The probe will also look at the existing governance structure of the bank and whether there is enough coordination between monetary and fiscal policy.
Under-pressure Reserve Bank governor Dr Philip Lowe welcomed the review claiming it would provide an opportunity to "take stock" of existing economic levers and whether they are adequate for future challenges.
A number of economists had called for an independent review of the central amid criticisms of the board's communication, particularly during the pandemic. The RBA also predicted wrongly interest rates would not rise until late 2023 or 2024.
ANU economist Warwick McKibbin said transparency and governance would be crucial areas for the review to consider, claiming the board structure represented too many sectoral interests instead of having a pure national focus.
"You can only have transparency of the board if the board members are not representing sectoral interests," Dr McKibbin said.
"That's the problem with the current board. When it's behind closed doors, they act in the national interest, but once you open it up, they have to pronounce their sectoral interest because otherwise they seem to be acting against the people they are representing."
Dr McKibbin believed the RBA should be structured similarly to the High Court, where each judge has two permanent staff assigned to them.
Part of the probe will also look at the effectiveness of existing settings, with Dr McKibbin believing the review may recommend multiple tools for multiple objectives.
The onset of the COVID-19 pandemic sparked the RBA to implement a number of other measures including yield targeting and quantitative easing, both of which were designed to assist in keeping downward pressure on funding costs.
Dr Chalmers highlighted the structure of the Australian economy had changed and a review was necessary to ensure the managers of the economy were able to adapt and respond to changing challenges.
"This is an important opportunity to ensure that our monetary policy framework is the best it can be, to make the right calls in the interests of the Australian people and their economy," he said.
"The review will consider the RBA's objectives, mandate, the interaction between monetary, fiscal and macroprudential policy, its governance, culture, operations, and more."
The review outlines a panel of three independent experts which will be supported by a secretariat and Treasury.
The panel, consisting of former Bank of Canada deputy governor Carolyn Wilkins, ANU professor Renee Fry-McKibbin and economist Dr Gordon de Brouwer, will consult with domestic and overseas experts, former RBA board members and public submissions about what policy changes need to occur.
Performance in meeting objectives, infrastructure, policy implementation, culture and management have all been outlined as areas to be scrutinised by the review.
Recommendations and findings are to be handed to the government by March.
RBA Governor Philip Lowe in a speech on Wednesday outlined further rate rises would occur, but did concede excessive stimulus during the pandemic had contributed to the current inflationary pressures.
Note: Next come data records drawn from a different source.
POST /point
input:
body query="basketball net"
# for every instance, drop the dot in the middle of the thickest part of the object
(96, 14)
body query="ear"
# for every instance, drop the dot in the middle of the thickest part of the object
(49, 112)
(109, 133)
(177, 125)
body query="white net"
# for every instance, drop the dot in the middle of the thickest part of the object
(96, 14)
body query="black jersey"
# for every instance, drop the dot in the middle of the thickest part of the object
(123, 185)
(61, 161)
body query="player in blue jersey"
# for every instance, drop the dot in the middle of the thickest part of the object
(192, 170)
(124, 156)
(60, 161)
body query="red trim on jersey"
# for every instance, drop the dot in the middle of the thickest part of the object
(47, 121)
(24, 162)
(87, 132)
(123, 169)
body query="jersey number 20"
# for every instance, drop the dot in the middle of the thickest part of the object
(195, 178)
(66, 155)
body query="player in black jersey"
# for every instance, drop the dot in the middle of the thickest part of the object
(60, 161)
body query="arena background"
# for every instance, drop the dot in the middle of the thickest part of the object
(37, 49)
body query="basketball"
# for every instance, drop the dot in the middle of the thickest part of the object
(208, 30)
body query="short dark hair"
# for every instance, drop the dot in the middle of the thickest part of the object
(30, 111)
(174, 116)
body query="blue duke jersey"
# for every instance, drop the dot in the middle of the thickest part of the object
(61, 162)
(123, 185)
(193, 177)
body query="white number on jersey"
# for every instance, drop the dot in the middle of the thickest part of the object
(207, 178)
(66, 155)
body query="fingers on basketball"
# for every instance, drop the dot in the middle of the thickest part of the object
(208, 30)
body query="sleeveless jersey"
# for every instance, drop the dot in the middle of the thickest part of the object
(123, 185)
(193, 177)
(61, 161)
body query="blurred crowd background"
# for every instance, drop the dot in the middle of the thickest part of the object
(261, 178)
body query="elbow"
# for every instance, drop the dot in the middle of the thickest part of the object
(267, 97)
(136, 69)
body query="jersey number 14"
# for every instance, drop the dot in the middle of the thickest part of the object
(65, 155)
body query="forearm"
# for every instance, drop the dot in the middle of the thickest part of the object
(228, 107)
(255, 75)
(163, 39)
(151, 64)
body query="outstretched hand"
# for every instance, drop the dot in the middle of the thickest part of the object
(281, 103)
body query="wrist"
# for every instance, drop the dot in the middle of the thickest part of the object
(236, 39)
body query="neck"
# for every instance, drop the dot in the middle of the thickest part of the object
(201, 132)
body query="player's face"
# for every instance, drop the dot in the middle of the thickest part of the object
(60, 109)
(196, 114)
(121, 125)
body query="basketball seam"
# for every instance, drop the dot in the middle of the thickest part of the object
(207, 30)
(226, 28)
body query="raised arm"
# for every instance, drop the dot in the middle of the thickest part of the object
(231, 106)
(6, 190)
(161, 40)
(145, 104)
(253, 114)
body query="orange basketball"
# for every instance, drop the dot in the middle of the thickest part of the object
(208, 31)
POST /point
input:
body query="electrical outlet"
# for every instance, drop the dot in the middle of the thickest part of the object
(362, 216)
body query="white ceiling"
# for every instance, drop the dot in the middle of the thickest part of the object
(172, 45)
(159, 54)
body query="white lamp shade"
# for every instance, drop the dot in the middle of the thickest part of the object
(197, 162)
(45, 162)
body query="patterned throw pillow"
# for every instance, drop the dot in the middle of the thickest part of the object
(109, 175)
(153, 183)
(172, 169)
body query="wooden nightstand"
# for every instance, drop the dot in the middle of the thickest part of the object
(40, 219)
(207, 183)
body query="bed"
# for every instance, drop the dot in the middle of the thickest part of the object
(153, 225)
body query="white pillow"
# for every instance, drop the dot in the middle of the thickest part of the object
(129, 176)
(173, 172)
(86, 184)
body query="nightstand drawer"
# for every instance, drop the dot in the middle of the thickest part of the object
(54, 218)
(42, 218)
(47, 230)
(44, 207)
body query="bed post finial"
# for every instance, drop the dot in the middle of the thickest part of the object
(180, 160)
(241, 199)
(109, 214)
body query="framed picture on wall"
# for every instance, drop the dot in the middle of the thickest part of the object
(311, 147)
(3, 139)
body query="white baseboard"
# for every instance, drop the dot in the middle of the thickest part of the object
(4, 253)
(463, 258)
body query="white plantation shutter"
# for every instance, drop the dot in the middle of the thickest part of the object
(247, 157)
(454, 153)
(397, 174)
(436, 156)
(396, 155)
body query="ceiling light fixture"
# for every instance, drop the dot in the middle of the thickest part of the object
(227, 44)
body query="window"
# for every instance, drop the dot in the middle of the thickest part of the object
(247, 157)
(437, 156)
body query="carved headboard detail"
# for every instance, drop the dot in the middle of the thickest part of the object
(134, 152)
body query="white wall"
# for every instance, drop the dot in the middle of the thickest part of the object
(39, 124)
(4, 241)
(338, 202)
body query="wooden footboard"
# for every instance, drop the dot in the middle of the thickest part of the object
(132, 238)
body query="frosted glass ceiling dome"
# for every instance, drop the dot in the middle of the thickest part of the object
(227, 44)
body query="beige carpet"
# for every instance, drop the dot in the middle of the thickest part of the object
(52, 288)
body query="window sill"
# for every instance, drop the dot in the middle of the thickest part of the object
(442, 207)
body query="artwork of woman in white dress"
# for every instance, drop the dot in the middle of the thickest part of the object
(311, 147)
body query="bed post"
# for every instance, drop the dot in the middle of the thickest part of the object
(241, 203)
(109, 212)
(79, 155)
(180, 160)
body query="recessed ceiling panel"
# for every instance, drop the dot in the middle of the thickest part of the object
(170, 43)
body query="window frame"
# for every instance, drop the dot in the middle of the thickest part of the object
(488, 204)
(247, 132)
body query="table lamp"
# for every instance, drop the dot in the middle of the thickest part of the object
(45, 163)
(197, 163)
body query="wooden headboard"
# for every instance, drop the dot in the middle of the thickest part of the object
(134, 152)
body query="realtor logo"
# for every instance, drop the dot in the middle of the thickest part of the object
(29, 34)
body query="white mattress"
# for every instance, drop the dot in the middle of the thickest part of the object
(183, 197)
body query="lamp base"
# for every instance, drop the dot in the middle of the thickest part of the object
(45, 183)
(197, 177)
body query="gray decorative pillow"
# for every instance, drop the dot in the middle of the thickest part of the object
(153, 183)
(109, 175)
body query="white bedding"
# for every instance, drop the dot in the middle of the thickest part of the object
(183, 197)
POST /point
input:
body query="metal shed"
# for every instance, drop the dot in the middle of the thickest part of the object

"With the benefit of hindsight, it could be argued that we took out too much insurance," Dr Lowe said.
"But that is the nature of insurance. If the event you were insuring against occurs, you are very glad you were fully insured."
The governor did note it was a confident sign the market was signalling a return to normalised inflation next year, which would be within the target band of 2 to 3 per cent.
Australia's annual inflation rate, taken at March, stood at 5.1 per cent and expectations are that the rate will likely rise to above 7 per cent by the end of year.
High inflation has been spurred on by supply constraints and the war in Ukraine.